Giant Foresets, Taranaki Basin, New Zealand
Sequence architecture and lateral variations along a 300km shelf margin
Sequence stratigraphic models are conventionally based upon transport of sediments from a terrestrial source via a fluvial distributary system to accommodation sinks on the shelf, slope and basin floor. As hydrocarbon exploration moves to exploit deepwater regions in basins around the world, knowledge of the controls on the nature and distribution of deep-water deposits should help to increase exploration success rates. Key to this is an improved understanding of the along margin variations in clinoform and sequence architecture.
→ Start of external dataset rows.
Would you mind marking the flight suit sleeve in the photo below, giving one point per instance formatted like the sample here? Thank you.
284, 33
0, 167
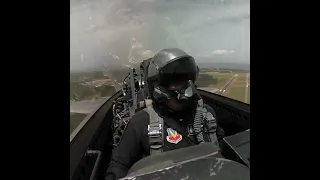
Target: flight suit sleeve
219, 131
129, 150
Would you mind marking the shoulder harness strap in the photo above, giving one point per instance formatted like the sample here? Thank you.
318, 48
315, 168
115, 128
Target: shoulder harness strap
211, 126
155, 131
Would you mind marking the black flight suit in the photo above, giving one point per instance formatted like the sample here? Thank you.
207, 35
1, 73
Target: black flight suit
135, 143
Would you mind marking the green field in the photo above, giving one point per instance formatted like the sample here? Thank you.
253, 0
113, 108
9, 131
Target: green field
237, 90
220, 79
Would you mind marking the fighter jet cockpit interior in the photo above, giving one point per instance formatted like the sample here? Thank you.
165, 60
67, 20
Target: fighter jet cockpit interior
159, 89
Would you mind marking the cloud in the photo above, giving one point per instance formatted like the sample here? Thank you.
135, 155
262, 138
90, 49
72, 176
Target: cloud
99, 27
220, 52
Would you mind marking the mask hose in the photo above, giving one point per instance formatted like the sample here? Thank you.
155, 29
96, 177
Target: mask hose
198, 122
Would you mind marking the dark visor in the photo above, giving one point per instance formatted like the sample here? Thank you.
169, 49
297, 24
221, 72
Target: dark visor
180, 70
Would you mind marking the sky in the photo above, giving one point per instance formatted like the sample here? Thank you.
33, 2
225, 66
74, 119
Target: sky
113, 32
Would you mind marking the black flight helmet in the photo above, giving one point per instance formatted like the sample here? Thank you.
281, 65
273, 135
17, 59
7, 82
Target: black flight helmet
168, 67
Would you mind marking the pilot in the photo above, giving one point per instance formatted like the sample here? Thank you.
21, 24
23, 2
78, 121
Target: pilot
177, 118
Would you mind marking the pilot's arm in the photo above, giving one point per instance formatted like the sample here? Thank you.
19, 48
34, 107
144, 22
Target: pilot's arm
131, 147
219, 131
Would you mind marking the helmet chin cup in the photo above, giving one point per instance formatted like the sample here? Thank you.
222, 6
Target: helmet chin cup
160, 95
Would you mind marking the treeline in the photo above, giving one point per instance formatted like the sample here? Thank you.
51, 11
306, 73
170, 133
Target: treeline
205, 80
80, 92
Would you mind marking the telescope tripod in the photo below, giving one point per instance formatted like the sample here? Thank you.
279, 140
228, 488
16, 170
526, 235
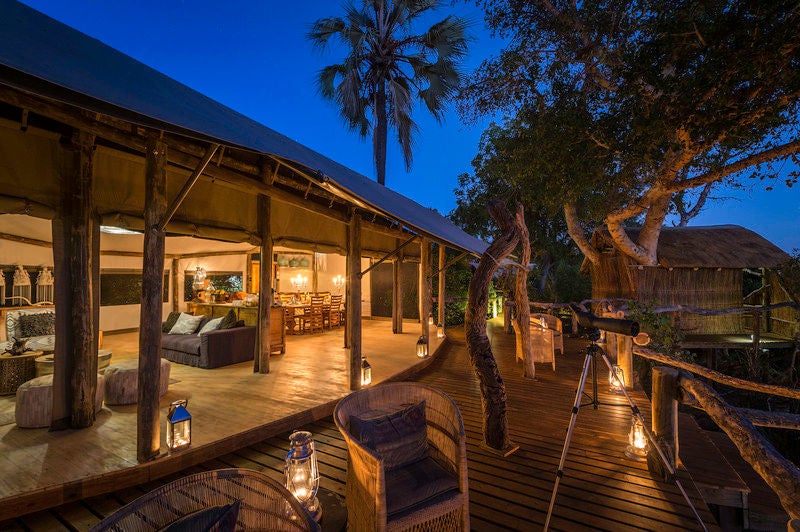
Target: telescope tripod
592, 353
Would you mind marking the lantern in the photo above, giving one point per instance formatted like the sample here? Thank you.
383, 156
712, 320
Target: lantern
616, 379
637, 441
179, 425
302, 475
422, 347
366, 372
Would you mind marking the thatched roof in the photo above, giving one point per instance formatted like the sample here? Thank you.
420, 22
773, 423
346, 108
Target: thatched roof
716, 246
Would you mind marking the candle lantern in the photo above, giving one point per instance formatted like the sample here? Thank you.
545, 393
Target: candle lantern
637, 441
616, 379
366, 372
422, 347
179, 425
302, 475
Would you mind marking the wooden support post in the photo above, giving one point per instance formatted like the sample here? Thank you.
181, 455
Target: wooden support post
625, 358
425, 288
665, 419
353, 302
155, 206
397, 295
261, 361
442, 270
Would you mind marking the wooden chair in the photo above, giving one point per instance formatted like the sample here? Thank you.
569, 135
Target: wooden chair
313, 317
554, 324
265, 503
371, 490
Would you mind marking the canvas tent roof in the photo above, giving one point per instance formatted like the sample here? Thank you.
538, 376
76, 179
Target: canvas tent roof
716, 246
48, 58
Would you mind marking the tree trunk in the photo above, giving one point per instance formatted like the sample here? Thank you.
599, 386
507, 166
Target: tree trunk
493, 392
379, 135
148, 438
523, 314
781, 475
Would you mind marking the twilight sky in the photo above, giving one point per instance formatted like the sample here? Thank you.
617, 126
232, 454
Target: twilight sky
253, 57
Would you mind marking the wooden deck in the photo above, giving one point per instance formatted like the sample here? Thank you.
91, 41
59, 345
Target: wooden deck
600, 490
231, 407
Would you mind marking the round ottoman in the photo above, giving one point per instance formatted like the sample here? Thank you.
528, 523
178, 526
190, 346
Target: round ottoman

To address this we focus on 300km of the Taranaki Basin shelf margin, utilising an extensive catalogue of borehole calibrated 2D & 3D seismic datasets.
The present day Taranaki Basin is located offshore to the west of New Zealand’s North Island in a retro-arc setting to the Kermadec–Hikurangi subduction margin. Up to 9 km of sediments record the multiphase history of the basin from Late Cretaceous to Recent across two distinct structural domains, the Eastern Mobile Belt and Western Stable Platform (WSP). In particular we focus on the Plio-Pleistocene aged Giant Foresets Formation, a strongly progradational set of shelf margin scale clinoforms up to 1500m in height.